In this study we found that, most of the deliveries took place at home (80%). Previous studies showed 50% home deliveries and 30% hospital deliveries developed PPH[10, 12-13]. Which were not similar to our study, it was reported that PPH following home delivery is higher[12-14]. The low percentage of PPH among hospital deliveries could be due to active management of third stage of labour.

This present study showed that PPH developed following 84% of vaginal delivery, 8% of caesarean (LUCS) deliveries and 6% of instrumental delivery. Another related study found; 64.63% cases of PPH occurred after vaginal delivery, 23.17% cases of PPH occurred after instrumental delivery and 12.20% cases of PPH occurred after caesarean section[15]. These findings were almost similar to our study, therefore it could be documented that percentage of PPH following vaginal delivery was more than caesarean delivery.

This study showed that, association of some maternal risk factors related with postpartum haemorrhage (PPH). We found; 13% of the study patients had prolonged labour, 10% had pre-eclampsia and eclampsia, prolonged 3rd stage of labour in 9% of study cases, 6% had ante partum haemorrhage (APH) and 2% had multiple pregnancies. In this series; another study showed 15% had pre-eclampsia and eclampsia, 2.5% had multiple pregnancies, 7.5% had ante partum haemorrhage (APH), prolonged 3rd stage of labour was  in 8% of cases which were nearly similar with this current study[16].

In this study majority of the study patients were admitted in hospital with primary PPH (92%), only 8% was admitted with secondary PPH. This result was comparable with a couple of previous studies[14-15].

Data analysis revealed that, the most common causes of PPH were- uterine atony (52%) followed by genital tract trauma (18%), retained placenta (16%) and retained bits of placenta tissue/membrane (8%). These observations were supported by previous studies[12-14]. In this study 90 patients required blood transfusion. Among them 80 patients needed 1-3 units blood transfusion and 10 patients required massive (>4 units) units blood transfusion. This finding was supported by similar previous studies [13-14]. Present study showed that among 100 PPH cases; 44 (44%) cases were managed by conservative medical treatment, 51 (51%) cases were managed by minor surgical procedure and only 5 (5%) cases needed major surgical intervention. These results were in a line of similar previous studies[10, 17-18].

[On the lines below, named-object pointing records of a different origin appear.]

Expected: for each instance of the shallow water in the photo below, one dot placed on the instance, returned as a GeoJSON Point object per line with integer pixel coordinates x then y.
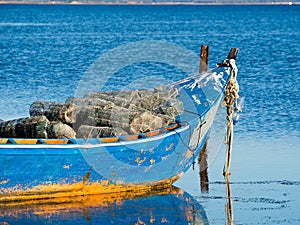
{"type": "Point", "coordinates": [45, 51]}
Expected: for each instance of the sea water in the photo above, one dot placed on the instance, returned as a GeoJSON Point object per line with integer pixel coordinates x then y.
{"type": "Point", "coordinates": [46, 51]}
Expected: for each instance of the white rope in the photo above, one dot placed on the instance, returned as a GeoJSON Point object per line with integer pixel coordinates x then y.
{"type": "Point", "coordinates": [230, 101]}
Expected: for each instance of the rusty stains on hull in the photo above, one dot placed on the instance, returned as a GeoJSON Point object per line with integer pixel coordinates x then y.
{"type": "Point", "coordinates": [54, 206]}
{"type": "Point", "coordinates": [52, 191]}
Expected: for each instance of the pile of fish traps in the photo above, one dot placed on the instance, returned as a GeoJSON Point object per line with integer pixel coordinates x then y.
{"type": "Point", "coordinates": [98, 114]}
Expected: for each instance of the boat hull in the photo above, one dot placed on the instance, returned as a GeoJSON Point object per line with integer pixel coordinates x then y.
{"type": "Point", "coordinates": [96, 166]}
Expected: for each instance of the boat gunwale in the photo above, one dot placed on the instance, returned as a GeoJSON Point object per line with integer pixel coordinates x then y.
{"type": "Point", "coordinates": [117, 140]}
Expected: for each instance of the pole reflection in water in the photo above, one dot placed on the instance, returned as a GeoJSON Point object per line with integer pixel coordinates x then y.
{"type": "Point", "coordinates": [228, 205]}
{"type": "Point", "coordinates": [202, 160]}
{"type": "Point", "coordinates": [171, 206]}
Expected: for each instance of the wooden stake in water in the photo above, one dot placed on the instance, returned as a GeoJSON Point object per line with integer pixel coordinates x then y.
{"type": "Point", "coordinates": [231, 94]}
{"type": "Point", "coordinates": [204, 58]}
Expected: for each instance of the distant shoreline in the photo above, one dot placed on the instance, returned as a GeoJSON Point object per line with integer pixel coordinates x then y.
{"type": "Point", "coordinates": [144, 3]}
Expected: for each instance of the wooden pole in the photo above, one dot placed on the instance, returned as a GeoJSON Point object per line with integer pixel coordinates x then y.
{"type": "Point", "coordinates": [203, 169]}
{"type": "Point", "coordinates": [204, 58]}
{"type": "Point", "coordinates": [228, 205]}
{"type": "Point", "coordinates": [229, 135]}
{"type": "Point", "coordinates": [233, 53]}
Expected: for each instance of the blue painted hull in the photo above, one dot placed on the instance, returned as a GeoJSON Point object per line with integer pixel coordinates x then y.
{"type": "Point", "coordinates": [93, 166]}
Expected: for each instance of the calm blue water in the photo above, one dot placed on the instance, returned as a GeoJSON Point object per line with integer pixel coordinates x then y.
{"type": "Point", "coordinates": [45, 51]}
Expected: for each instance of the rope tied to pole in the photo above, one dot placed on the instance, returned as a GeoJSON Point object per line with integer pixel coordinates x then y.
{"type": "Point", "coordinates": [230, 102]}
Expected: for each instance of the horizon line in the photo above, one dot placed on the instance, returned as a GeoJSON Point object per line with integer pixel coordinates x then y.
{"type": "Point", "coordinates": [145, 3]}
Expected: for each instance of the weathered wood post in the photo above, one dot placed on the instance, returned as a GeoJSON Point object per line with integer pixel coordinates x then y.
{"type": "Point", "coordinates": [203, 154]}
{"type": "Point", "coordinates": [229, 102]}
{"type": "Point", "coordinates": [228, 205]}
{"type": "Point", "coordinates": [202, 160]}
{"type": "Point", "coordinates": [204, 58]}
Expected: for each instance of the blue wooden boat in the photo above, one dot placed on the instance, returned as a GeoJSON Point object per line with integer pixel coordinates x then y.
{"type": "Point", "coordinates": [48, 168]}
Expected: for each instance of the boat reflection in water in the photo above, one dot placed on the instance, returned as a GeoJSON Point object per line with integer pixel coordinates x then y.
{"type": "Point", "coordinates": [171, 206]}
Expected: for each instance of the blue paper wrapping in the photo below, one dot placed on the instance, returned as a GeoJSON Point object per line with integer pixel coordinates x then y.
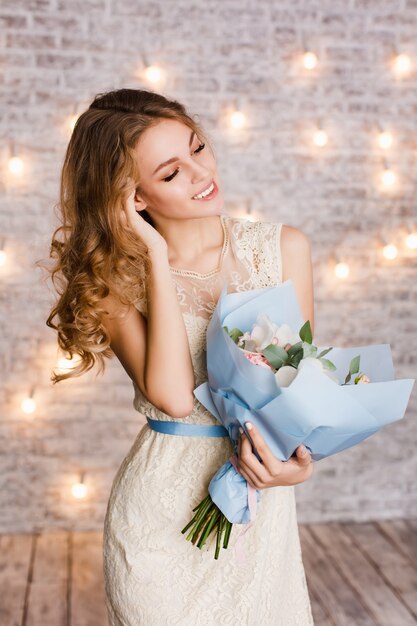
{"type": "Point", "coordinates": [313, 409]}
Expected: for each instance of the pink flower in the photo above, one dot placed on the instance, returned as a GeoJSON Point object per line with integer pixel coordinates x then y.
{"type": "Point", "coordinates": [362, 379]}
{"type": "Point", "coordinates": [257, 359]}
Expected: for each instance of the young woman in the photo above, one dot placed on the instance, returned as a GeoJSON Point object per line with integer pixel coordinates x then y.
{"type": "Point", "coordinates": [145, 252]}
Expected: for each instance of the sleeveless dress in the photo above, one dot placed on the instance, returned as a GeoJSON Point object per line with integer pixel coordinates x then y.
{"type": "Point", "coordinates": [153, 575]}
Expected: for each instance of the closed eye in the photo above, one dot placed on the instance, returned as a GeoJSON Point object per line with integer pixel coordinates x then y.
{"type": "Point", "coordinates": [171, 176]}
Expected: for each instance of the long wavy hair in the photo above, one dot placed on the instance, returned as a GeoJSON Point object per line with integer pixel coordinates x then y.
{"type": "Point", "coordinates": [96, 254]}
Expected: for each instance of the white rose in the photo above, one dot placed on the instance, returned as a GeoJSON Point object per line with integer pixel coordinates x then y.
{"type": "Point", "coordinates": [310, 359]}
{"type": "Point", "coordinates": [285, 375]}
{"type": "Point", "coordinates": [263, 331]}
{"type": "Point", "coordinates": [285, 335]}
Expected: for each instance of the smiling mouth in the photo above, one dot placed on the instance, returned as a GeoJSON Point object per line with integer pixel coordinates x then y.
{"type": "Point", "coordinates": [209, 192]}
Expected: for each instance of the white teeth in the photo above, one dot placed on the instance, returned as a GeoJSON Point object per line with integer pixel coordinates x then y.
{"type": "Point", "coordinates": [204, 193]}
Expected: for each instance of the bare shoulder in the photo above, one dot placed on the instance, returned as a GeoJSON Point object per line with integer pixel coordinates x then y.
{"type": "Point", "coordinates": [297, 266]}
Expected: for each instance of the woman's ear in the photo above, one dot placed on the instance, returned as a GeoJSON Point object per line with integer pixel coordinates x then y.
{"type": "Point", "coordinates": [140, 204]}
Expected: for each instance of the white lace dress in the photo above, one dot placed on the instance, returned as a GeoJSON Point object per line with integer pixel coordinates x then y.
{"type": "Point", "coordinates": [153, 575]}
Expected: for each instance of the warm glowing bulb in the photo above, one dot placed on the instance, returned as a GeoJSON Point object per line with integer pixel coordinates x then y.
{"type": "Point", "coordinates": [153, 73]}
{"type": "Point", "coordinates": [67, 364]}
{"type": "Point", "coordinates": [79, 490]}
{"type": "Point", "coordinates": [402, 63]}
{"type": "Point", "coordinates": [390, 251]}
{"type": "Point", "coordinates": [237, 119]}
{"type": "Point", "coordinates": [411, 241]}
{"type": "Point", "coordinates": [28, 405]}
{"type": "Point", "coordinates": [385, 140]}
{"type": "Point", "coordinates": [388, 177]}
{"type": "Point", "coordinates": [320, 138]}
{"type": "Point", "coordinates": [16, 166]}
{"type": "Point", "coordinates": [310, 60]}
{"type": "Point", "coordinates": [342, 270]}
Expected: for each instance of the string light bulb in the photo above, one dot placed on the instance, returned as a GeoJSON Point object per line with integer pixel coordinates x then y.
{"type": "Point", "coordinates": [153, 73]}
{"type": "Point", "coordinates": [16, 164]}
{"type": "Point", "coordinates": [390, 251]}
{"type": "Point", "coordinates": [385, 140]}
{"type": "Point", "coordinates": [320, 137]}
{"type": "Point", "coordinates": [342, 270]}
{"type": "Point", "coordinates": [237, 119]}
{"type": "Point", "coordinates": [388, 177]}
{"type": "Point", "coordinates": [28, 404]}
{"type": "Point", "coordinates": [402, 64]}
{"type": "Point", "coordinates": [3, 255]}
{"type": "Point", "coordinates": [310, 60]}
{"type": "Point", "coordinates": [79, 490]}
{"type": "Point", "coordinates": [411, 241]}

In this present study most of the patients (94%) were discharged without any complications. Only 6 (6%) of the study cases were developed various complications like- shock (1%), sepsis (1%), transfusion reaction (2%), renal failure (1%) and cardiac arrest following GA (1%). Two (2%) patients had died out of 100 study patients, among them one patient had died following cardiac arrest due to hazards of general anesthesia (G/A) and another one had died due to irreversible shock following massive haemorrhage. These findings were consistent with a related previous study[11].

4. Conclusion

This study demonstrated that, 92% patients present with primary PPH and 55 % of the patients had no detectable risk factors. Regarding management; medical treatment and surgical management were found almost equal; 44% patients were managed by conservative medical treatment and 56% patients required surgical intervention. Therefore it has been revealed that without any risk factors patient may develop PPH, both surgical and conservative medical management have equal important role. Better maternal outcome could be ensured by proper management of PPH at proper time. All patients with risk factors, their delivery should be conducted in a well-equipped hospital.

Limitation of the study

It was a single center study with a relatively small sample size that doesn’t reflect the actual situation in the total population of the country.

Recommendation

All pregnant women should include in ante natal care (ANC) coverage to screen out the risk and ensure safe delivery. Each and every delivery should be conducted by trained persons as because proper conducted delivery can significantly reduce PPH. Further large scale population based studies should be done.

Conflicts of interest

All authors declared that they have no conflict of interest regarding this publication.